La fin de tes phrases semble être absorbée par le silence qui les suit inexorablement. Tu n’as plus autant de difficultés à articuler ce que tu souhaites lui dire mais ça ne reste pas facile pour autant. Souffle court, mesurant chaque mot choisi presque à la syllabe près. Peut-être qu’un jour, parler de ce qui se trouve derrière le mur que tu dresses sera plus simple -mais pas aujourd’hui. Tu restes cependant satisfait, relativement, de la manière dont tu as réussi à t’expliquer et expliquer la situation. Tu en dis suffisamment tout en évitant de te répandre dans des phrases trop longues et sans te prendre les pieds dedans et tituber. Tu le vois hocher la tête à mesure que tu parles ; il t’écoute. C’est presque rassurant. Son rire, un peu moins.
« C'est ta spécialité. »
Mérité.
« Je peux pas avoir que des qualités. »
La liste de tes qualités serait bien plus rapide à faire que celle de tes défauts, cela dit. Planqué derrière ton humour douteux, tu gâches habilement qu’il appuie là où ça fait mal. Tu aimerais lui demander si c’est sa spécialité mais tu connais déjà la réponse ; et au fond c’est pas comme si ça te dérangeait vraiment. Sinon qu’est-ce que tu ferais là, accoudé à son comptoir mmh ? Il pourrait t’en vouloir encore et au fond tu t’es déjà posé la question -plus d’une fois. Mais tu en doutes. Et au pire, ça t’explosera un jour au visage -comme d’autre bombe bien réelle et tu as survécu.

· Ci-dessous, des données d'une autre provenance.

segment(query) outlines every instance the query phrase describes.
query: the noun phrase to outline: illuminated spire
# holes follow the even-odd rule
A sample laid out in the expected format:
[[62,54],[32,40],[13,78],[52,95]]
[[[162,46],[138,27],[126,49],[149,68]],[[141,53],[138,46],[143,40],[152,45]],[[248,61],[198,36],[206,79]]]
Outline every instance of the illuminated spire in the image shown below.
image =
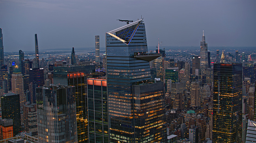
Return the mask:
[[224,50],[222,50],[222,54],[221,54],[220,63],[225,63],[225,54],[224,54]]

« Garde en tête que cette fois, c'est de la faute de la potion, pas de la mienne, mh ? Je suis magnanime et je comprends la connerie humaine, mais je t'autorise pas à m'esquiver plus d'un mois. »
Il faut croire qu’il n’en avait pas fini avec toi. Et c’est pas comme si tu pouvais simplement lui dire que tu lui promets, n’est-ce pas ? Tu t’accoudes un peu plus, le visage porté par la paume de ta main alors que tu le regardes s’affaler sur le comptoir. Il te ferait penser à un chat comme ça et ça te fait ricaner -pas longtemps. La pichenette que tu te reçois te coupe dans l’élan et encore une fois, c’est mérité.
« Aïe. »
Comme si ça t’avait vraiment fait mal. T’es un peu plus résistant que ça.
« Cette fois, je viendrai te chopper par la peau des fesses s'il le faut.
Mmh, ça sonne comme une menace. »
Tu lui sors ton sourire d’idiot un poil narquois alors que tu passes ton doigt entre tes sourcils avant de jouer avec une des mèches de ses cheveux. Évidemment que tu ne peux t’empêcher de continuer à jouer au con, tout ça pour cacher le fait que tu es en pleine réflexion. Ce que tu fais très mal, puisque tes yeux trahissent à quel point tu es perdu dans tes pensées alors que tu continues de passer ta main dans ses cheveux. Tu penses savoir et comprendre ce qu’il veut réellement te dire par là. Tu cherches simplement comment lui répondre, avec honnêteté ce serait bien.
« J’te l’avais dit non ? J’irais nulle part, plus maintenant. D’ailleurs … »
Retirant doucement tes doigts de ses cheveux, tu finis par t’étaler aussi le comptoir, l’imitant comme un miroir un peu difforme. Avec ta taille, t’as un peu moins de grâce et de facilité à rester comme ça.
« … Je peux rester un peu ? »
Tu pourrais te justifier en disant que ça la fout mal de faire l’aller-retour juste pour demander un service. Ou même que tu risques de cogiter un peu trop, comme d’hab’, si tu rentres maintenant. Mais la vérité c’est surtout que t’as juste envie de rester un peu, sans forcément de raison. Même si, de toute façon, tu seras bien obligé de repasser par chez toi d’ici après-demain.